When the company’s stock went public on April 21, Carlucci rang the opening bell at the New York Stock Exchange with fellow co-founder and President Syed Kamal, Chief Operating Officer and Executive Vice President John McDonough and Chief Financial Officer Jonathan Wilcox.
“It was one of the nicest, most fun days we’ve had,” Carlucci said.
Carlucci, 62, emphasized the company’s local ties when talking about its growth.
“We are just a big employer in Beverly,” he said, “and we have a great company and we do great things for patients.”
Carlucci’s wife, Mary (Flaherty, the sister of former City Councilor Tim Flaherty), is a native of Beverly. He’s also a former six-year board member of St. John’s Prep in Danvers, where his three sons went to high school.
Built from scratch
Carlucci and Kamal built the company from scratch starting in late 1999.
Carlucci grew up in Malden and Melrose, and has an accounting degree from Bentley University. He got into the kidney dialysis services industry when he answered an ad for a job at National Medical Care in Waltham in 1978. He thought it would be a good industry to go into, and has been at it for 38 years.
National Medical Care later became Fresenius Medical Care North America, a division of Germany-based Fresenius Medical Care, which is a global company that operates 3,400 dialysis clinics worldwide and cares for 290,000 renal patients.
Carlucci rose to become president and CEO of Optimal Renal Care, a joint venture between Fresenius Medical Care North America and Kaiser Permanente of Southern California. He left after 23 years to start American Renal Associates with Kamal.
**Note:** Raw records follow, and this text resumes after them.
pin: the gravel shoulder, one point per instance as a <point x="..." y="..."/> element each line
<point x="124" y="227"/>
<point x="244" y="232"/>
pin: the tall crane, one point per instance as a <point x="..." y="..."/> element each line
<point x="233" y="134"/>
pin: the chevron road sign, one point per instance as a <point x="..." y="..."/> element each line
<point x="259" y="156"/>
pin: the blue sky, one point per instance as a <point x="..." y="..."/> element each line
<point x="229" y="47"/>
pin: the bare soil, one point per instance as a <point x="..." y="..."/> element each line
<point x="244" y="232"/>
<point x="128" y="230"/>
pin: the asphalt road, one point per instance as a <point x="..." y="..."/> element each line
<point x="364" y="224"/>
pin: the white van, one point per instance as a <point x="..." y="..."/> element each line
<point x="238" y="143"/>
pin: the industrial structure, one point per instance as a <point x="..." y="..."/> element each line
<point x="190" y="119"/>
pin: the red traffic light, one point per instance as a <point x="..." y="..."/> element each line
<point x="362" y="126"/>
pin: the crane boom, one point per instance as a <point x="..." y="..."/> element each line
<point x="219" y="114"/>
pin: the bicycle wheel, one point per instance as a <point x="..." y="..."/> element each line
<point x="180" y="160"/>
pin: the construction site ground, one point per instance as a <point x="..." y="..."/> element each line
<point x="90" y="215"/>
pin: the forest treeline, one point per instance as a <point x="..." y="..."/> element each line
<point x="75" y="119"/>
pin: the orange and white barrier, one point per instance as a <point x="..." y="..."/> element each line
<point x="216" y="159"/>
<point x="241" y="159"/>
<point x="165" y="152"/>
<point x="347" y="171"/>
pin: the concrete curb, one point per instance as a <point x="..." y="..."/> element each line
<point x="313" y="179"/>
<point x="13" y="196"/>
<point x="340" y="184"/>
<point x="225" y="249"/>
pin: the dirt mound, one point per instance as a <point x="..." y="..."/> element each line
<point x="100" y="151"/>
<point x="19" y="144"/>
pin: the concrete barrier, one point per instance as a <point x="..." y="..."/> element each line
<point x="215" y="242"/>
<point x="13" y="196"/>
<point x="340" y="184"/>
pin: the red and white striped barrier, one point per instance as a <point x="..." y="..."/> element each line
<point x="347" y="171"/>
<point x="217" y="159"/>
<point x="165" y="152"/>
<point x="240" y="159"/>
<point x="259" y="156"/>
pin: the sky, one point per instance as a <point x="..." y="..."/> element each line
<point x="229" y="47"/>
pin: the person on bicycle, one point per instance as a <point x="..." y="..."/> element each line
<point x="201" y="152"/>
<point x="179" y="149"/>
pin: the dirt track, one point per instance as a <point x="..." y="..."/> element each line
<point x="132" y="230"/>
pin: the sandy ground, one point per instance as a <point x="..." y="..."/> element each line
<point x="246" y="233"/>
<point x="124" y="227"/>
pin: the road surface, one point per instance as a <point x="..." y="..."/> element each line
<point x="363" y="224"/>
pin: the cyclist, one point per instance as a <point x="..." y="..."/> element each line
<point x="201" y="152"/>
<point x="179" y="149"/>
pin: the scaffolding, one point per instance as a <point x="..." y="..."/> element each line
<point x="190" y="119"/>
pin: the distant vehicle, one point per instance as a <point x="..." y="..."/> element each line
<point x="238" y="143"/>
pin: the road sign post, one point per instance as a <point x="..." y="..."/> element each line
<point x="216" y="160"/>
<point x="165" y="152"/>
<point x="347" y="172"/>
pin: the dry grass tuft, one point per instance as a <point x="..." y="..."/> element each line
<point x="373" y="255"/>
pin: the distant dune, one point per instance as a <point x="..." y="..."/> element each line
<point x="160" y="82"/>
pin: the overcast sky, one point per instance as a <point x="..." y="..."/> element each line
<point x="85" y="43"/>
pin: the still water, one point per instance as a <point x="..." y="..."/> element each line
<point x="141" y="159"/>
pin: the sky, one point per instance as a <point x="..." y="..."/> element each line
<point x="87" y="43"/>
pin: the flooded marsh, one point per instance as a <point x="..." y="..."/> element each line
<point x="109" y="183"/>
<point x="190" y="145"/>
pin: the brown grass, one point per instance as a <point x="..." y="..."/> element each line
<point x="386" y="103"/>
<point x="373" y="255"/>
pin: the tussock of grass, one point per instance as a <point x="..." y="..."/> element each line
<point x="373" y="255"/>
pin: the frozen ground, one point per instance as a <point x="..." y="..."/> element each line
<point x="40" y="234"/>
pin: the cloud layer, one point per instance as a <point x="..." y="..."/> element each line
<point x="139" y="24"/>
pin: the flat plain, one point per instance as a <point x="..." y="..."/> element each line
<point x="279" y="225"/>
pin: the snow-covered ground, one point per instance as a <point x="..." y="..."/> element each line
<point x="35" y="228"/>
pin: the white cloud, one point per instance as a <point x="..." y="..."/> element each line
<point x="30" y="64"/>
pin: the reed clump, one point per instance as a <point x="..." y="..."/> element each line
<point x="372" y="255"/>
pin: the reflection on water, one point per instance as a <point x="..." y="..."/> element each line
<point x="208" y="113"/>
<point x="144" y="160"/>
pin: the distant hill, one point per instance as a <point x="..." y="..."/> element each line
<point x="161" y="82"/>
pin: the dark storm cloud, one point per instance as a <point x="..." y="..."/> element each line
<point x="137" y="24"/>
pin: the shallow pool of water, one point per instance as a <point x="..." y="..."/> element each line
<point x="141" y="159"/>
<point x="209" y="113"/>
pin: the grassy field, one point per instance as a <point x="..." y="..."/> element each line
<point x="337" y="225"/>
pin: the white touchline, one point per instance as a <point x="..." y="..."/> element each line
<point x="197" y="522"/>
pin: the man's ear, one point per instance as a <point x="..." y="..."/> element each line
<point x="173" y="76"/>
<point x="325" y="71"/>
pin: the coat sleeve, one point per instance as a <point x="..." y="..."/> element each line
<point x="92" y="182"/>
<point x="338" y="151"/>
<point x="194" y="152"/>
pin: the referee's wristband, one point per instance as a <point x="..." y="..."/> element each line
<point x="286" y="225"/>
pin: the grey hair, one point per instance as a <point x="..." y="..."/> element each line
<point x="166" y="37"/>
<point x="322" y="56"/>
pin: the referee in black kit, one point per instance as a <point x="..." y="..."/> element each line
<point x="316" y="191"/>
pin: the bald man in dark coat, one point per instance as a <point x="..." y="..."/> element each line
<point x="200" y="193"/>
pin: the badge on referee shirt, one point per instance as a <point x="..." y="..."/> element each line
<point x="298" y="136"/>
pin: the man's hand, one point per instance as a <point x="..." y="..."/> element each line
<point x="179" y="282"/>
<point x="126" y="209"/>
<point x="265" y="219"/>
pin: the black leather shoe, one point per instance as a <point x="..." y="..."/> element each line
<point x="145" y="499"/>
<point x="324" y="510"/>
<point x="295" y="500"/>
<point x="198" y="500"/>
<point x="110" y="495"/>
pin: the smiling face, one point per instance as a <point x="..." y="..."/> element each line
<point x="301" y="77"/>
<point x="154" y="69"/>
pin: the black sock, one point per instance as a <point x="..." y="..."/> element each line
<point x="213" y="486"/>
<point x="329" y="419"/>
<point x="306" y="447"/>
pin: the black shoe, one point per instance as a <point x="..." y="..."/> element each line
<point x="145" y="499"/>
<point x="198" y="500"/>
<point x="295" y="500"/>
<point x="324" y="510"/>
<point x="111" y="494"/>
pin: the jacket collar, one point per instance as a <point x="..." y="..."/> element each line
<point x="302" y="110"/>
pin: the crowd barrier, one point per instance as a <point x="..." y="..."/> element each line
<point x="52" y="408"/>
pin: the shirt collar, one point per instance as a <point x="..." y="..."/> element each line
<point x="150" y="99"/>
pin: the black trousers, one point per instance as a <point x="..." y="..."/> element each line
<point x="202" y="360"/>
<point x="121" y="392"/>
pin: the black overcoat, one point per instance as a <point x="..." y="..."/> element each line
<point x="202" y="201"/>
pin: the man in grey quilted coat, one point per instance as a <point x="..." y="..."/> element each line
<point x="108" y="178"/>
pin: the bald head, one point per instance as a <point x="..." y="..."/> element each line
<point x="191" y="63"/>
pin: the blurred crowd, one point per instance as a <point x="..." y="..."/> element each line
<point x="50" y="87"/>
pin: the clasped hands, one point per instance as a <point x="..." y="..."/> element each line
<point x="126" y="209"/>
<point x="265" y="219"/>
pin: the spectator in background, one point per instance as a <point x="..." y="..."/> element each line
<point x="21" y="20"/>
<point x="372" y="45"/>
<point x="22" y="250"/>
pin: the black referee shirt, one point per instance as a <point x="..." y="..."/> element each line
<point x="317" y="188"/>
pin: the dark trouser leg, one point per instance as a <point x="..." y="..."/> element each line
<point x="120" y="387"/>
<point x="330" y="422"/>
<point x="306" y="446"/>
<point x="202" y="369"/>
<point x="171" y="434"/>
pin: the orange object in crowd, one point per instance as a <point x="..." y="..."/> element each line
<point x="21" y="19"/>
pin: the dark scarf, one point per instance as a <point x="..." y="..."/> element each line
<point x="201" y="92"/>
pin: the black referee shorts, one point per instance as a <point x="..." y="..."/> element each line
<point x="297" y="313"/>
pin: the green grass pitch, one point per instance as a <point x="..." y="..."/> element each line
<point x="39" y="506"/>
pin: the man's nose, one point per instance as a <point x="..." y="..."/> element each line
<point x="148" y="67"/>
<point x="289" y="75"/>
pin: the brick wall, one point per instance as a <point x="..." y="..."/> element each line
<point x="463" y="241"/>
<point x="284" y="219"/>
At the time, he was living an Rockport and worked out of his home for about a year, he said.
American Renal Associates opened its first clinic on Dec. 8, 2000, in Butler, Pennsylvania, followed by a clinic in Washington, D.C. The company has two clinics in Brockton, and clinics in Taunton, Waltham, Wareham, Wellesley, Fall River, Springfield, Agawam, Chicopee, Ludlow, Dartmouth and Attleboro.
Carlucci said he left his former company because he saw opportunity in the partnership model.
“The difference,” he said, “is that what we recognized early on was that the patients were the patients of the doctor, and with the doctor owning the clinic, then the doctor has clinical autonomy and operational autonomy to do what is right for his or her patients every day.”
This gives kidney doctors the ability to pick the supplies and medications they feel are best for their patients, for instance.
“We ask the doctors one very simple thing — if they partner with us, just be good doctors,” Carlucci said. “Just take good care of your patients.”
To illustrate that emphasis on patients, the office’s main corridor has large pictures of patients and doctors on the wall. It’s not marketing, Carlucci said.
“I think it’s really important for everyone here in this office to be connected to what we do, and we take excellent care of patients who are chronically ill all around the country,” he said.
Wilcox said the headquarters supports physicians and clinic staff in the field, so they in turn have more time to spend with patients.
And the emphasis on patients and doctor partnerships has paid off, according to Carlucci. He said one of the key messages shared with investors was a presentation slide that emphasized the company’s core values.
The slide read: “Take good care of the patients and the financial success will follow.”